Chris mutely moved aside. Dinah handed off a shoulder bag and an overstuffed garment bag and proceeded through with the rest. Chris looked out into the street, certain she would find something following behind. Rod Serling, maybe, or the crew from "Candid Camera."

She turned back to find her agent openmouthed herself as she took in her surroundings.

"Dinah—"

Dinah's head came down and her hand went right back on her hip. "Haven't I trained you any better? How dare you mix minimalism with country kitsch?"

"What," Chris repeated, so confused she couldn't make it past the basics, "are you
doing
here? And where have you been?"

Dinah flashed her one of her shark smiles. "I am here," she announced, "to kick off the next leg in the career of the infamous Jacqueline Christ. Where I was is my business... and a certain tennis pro's. Now, where do I sleep?"

Chris's reaction was automatic. "New York."
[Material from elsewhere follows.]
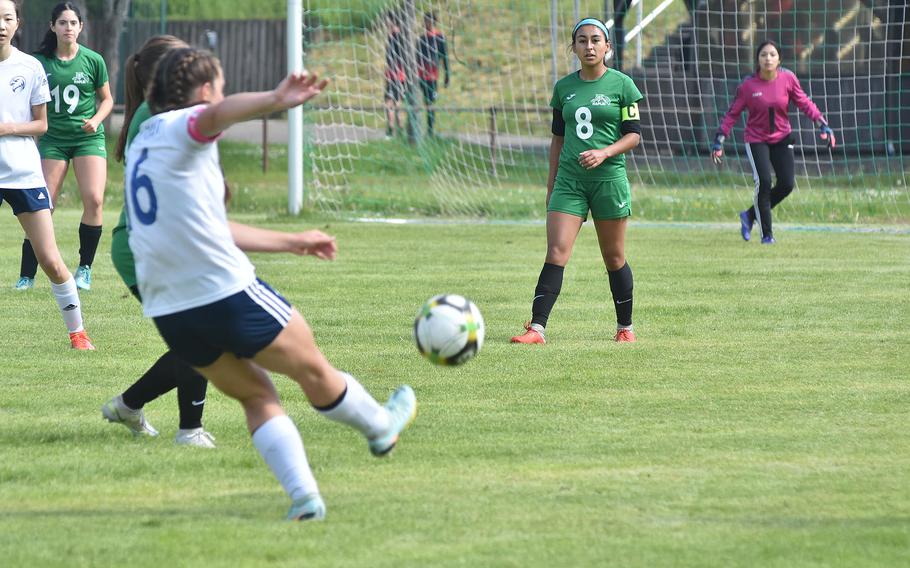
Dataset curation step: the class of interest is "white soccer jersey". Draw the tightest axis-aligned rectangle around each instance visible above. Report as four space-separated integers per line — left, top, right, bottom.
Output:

Dinah scowled at her. "I'm disappointed. I'll admit I expected a certain amount of surprise at my generous gesture. But I was hoping for at least a little delight."

"I am," Chris retorted, her voice dying uncertainly. "Delighted, I mean. And surprised... no, I'm stunned. Dinah, this just isn't like you."

"Don't push it. I needed a change. Now, are you going to show me around, or do I call for the concierge?"

That finally got Chris to giggle, even though the sound was sharp and desperate. Dinah, here. Now. Chris gave more than fleeting thought to wonder whether she hadn't just graduated to big league hallucinations.

If she had, she was also hearing things. Knocks on the door. Another voice. Dinah must have heard it, too, because she turned right around to answer it.

"Wait—"

Too late. With the appropriate flourish, the little agent threw open the door to expose Mac standing in uniform out on the step.

"Well, well, things might just be looking microscopically better," Dinah greeted him. "Are you what they call local color?"

Chris shoved right past her to get the screen door open. Mac paused a second, obviously unsure that he wanted to jump right into this particular situation. Chris could hardly blame him.

Well, at least it proved that she wasn't hallucinating. Mac saw Dinah, too. She could tell by the look on his face.

Dinah stared way up at him and held out a hand as if they'd met at a cocktail party. "Dinah Martin," she said as he finally stepped in. "You are?"

Mac came right to attention. "Dinah Martin?"

Dinah didn't miss a beat. "If you insist," she conceded. "Except I think people are going to get us confused."

Chris couldn't take her eyes off her friend. Dinah was a character, but Chris couldn't say she'd ever seen her quite this... volatile.

"Dinah, this is Police Chief MacNamara," she finally managed. "Mac, this is my long-lost agent. Evidently she's been on the wagon train for Pyrite with a tennis pro."